Gebruik de functie DDESend om een DDE-gesprek (Dynamic Data Exchange) te starten met een andere toepassing en een item met gegevens naar die toepassing te sturen vanuit een besturingselement in een formulier of rapport.
U kunt de functie DDESend bijvoorbeeld gebruiken in de eigenschap ControlSource van een tekstvak om de gegevens die worden weergegeven in dat tekstvak, naar een bepaalde cel in een Microsoft Office Excel 2007-spreadsheet te versturen.
Syntaxis
DDESend ( toepassing, onderwerp, item, gegevens )
De syntaxis van de functie DDESend heeft deze argumenten:
Argument |
Beschrijving |
toepassing |
Een reeksexpressie die een toepassing identificeert die kan deelnemen aan een DDE-gesprek. De waarde voor het argument toepassing is meestal de naam van een EXE-bestand (zonder de extensie .exe) voor een Microsoft Windows-toepassing, zoals Excel. Als u bijvoorbeeld een DDE-gesprek met Excel wilt starten, typt u "Excel" voor het argument toepassing. |
onderwerp |
Een tekenreeksexpressie die bestaat uit de naam van een onderwerp dat wordt herkend door toepassing. Het argument onderwerp is vaak een document of gegevensbestand. Raadpleeg de documentatie van de andere toepassing voor een lijst met mogelijke onderwerpen. |
item |
Een tekenreeksexpressie die bestaat uit de naam van een gegevensitem dat wordt herkend door toepassing. Raadpleeg de documentatie van de andere toepassing voor een lijst met mogelijke items. |
gegevens |
Een tekenreeks of expressie met de gegevens die u wilt verzenden naar toepassing. |
Opmerkingen
Voer de functie DDESend uit om een DDE-gesprek met toepassing te starten over onderwerp, waarbij item het gegevensitem is dat gegevens ontvangt. Als de toepassing bijvoorbeeld Excel is, kan het onderwerp"Sheet1" zijn en kan item een aanduiding van een rij en kolom zijn, zoals "R1C1" of de naam van een bereik van cellen.
Het argument gegevens geeft aan welke gegevens u wilt verzenden. Dit kan een letterlijke tekenreeks zijn, zoals "Report prepared by John", maar ook een expressie die het resultaat bevat van een functie waarmee een tekenreeks wordt gemaakt, zoals "Prepared on " & Date().
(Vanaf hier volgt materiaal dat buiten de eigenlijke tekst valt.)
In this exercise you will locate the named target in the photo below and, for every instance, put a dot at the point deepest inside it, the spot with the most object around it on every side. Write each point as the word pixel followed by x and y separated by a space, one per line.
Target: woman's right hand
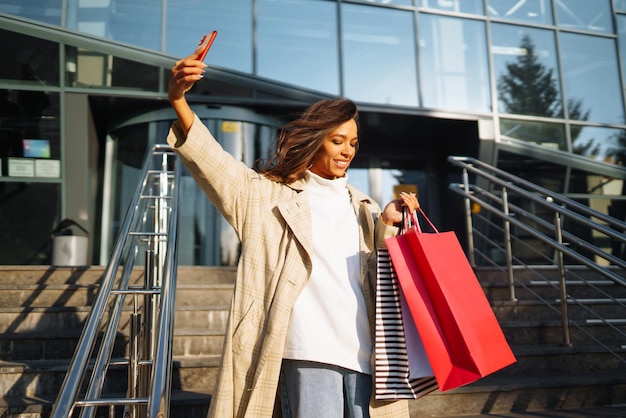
pixel 183 76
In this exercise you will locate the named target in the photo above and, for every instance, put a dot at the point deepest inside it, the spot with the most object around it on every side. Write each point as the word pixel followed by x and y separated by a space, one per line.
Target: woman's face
pixel 337 151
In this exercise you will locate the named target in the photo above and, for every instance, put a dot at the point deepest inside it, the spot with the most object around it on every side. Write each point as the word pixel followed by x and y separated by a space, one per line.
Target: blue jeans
pixel 317 390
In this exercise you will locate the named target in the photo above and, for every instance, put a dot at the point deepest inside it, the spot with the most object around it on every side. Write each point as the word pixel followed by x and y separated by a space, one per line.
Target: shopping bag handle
pixel 412 220
pixel 428 220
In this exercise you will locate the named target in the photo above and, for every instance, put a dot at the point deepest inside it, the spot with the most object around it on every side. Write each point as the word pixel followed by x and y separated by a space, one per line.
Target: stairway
pixel 42 309
pixel 41 314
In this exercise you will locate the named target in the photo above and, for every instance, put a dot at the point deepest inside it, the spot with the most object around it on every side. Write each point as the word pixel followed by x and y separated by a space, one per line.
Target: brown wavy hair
pixel 299 140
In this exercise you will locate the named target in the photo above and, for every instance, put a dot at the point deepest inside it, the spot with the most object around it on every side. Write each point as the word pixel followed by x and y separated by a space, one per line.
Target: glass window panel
pixel 134 75
pixel 29 213
pixel 29 134
pixel 593 15
pixel 539 171
pixel 459 6
pixel 591 78
pixel 601 144
pixel 189 20
pixel 48 11
pixel 297 43
pixel 379 65
pixel 549 135
pixel 453 64
pixel 137 22
pixel 31 61
pixel 526 71
pixel 392 2
pixel 531 11
pixel 621 36
pixel 86 68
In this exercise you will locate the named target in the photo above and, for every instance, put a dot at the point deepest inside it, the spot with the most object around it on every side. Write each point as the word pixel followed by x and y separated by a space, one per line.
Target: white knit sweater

Als item verwijst naar meer dan één gegevensitem, zoals een benoemd bereik in een Excel-werkblad met meerdere cellen, wordt gegevens door DDESend naar de eerste vermelding verstuurd.
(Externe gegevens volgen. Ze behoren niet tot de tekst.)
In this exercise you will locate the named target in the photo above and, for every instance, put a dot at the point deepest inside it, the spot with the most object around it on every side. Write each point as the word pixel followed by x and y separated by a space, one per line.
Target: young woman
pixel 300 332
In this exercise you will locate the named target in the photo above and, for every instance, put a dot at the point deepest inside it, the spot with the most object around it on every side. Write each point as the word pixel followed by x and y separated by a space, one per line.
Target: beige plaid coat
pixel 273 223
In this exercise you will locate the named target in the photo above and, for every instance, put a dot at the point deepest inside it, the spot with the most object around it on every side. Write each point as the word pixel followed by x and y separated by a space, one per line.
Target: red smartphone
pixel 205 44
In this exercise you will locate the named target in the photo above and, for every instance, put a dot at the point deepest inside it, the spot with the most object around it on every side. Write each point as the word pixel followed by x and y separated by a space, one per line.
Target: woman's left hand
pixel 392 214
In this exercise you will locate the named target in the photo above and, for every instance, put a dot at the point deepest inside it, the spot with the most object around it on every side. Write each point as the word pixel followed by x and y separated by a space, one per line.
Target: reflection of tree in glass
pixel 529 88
In het volgende voorbeeld wordt de tekenreeks "Some text" door DDESend verzonden naar de cel in rij 1, kolom 1 in een Excel-werkblad. U kunt deze expressie voor een tekstvak invoeren in het eigenschappenvak ControlSource van het eigenschappenvenster van het besturingselement:
=DDESend("Excel", "Sheet1", "R1C1", "Some text")
Stel dat u gegevens uit een afhankelijk besturingselement in een Microsoft Office Access 2007-formulier wilt verzenden naar een cel in een Excel-spreadsheet. De eigenschap ControlSource van het afhankelijke besturingselement bevat al een veldnaam of expressie. U kunt een ander tekstvak of keuzelijst met invoervak maken en de eigenschap ControlSource hiervan instellen op een expressie die de functie DDESend bevat, waarbij het argument gegevens de naam is van het afhankelijke besturingselement. Als u bijvoorbeeld een afhankelijk tekstvak hebt met de naam LastName, kunt u een ander tekstvak maken en de eigenschap ControlSource van dit tekstvak instellen op:
=DDESend("Excel", "Sheet1", "R1C1", [LastName])
Dit tussenliggende besturingselement moet een tekstvak of een keuzelijst met invoervak zijn. U kunt niet de naam van een afhankelijk besturingselement gebruiken als het argument gegevens voor een selectievakje of groepsvak.
U kunt de functie DDESend alleen gebruiken in de eigenschap ControlSource van een tekstvak, groepsvak, selectievakje of keuzelijst met invoervak op een formulier. U kunt de functie DDESend niet aanroepen vanuit een VBA-module (Visual Basic for Applications).
Als u de functie DDESend gebruikt, krijgt het besturingselement het kenmerk Alleen-lezen in de formulierweergave en in het afdrukvoorbeeld. Aangezien de eigenschap ControlSource ook Alleen-lezen is in de formulierweergave en in het afdrukvoorbeeld, moet het besturingselement worden gewijzigd in de ontwerpweergave.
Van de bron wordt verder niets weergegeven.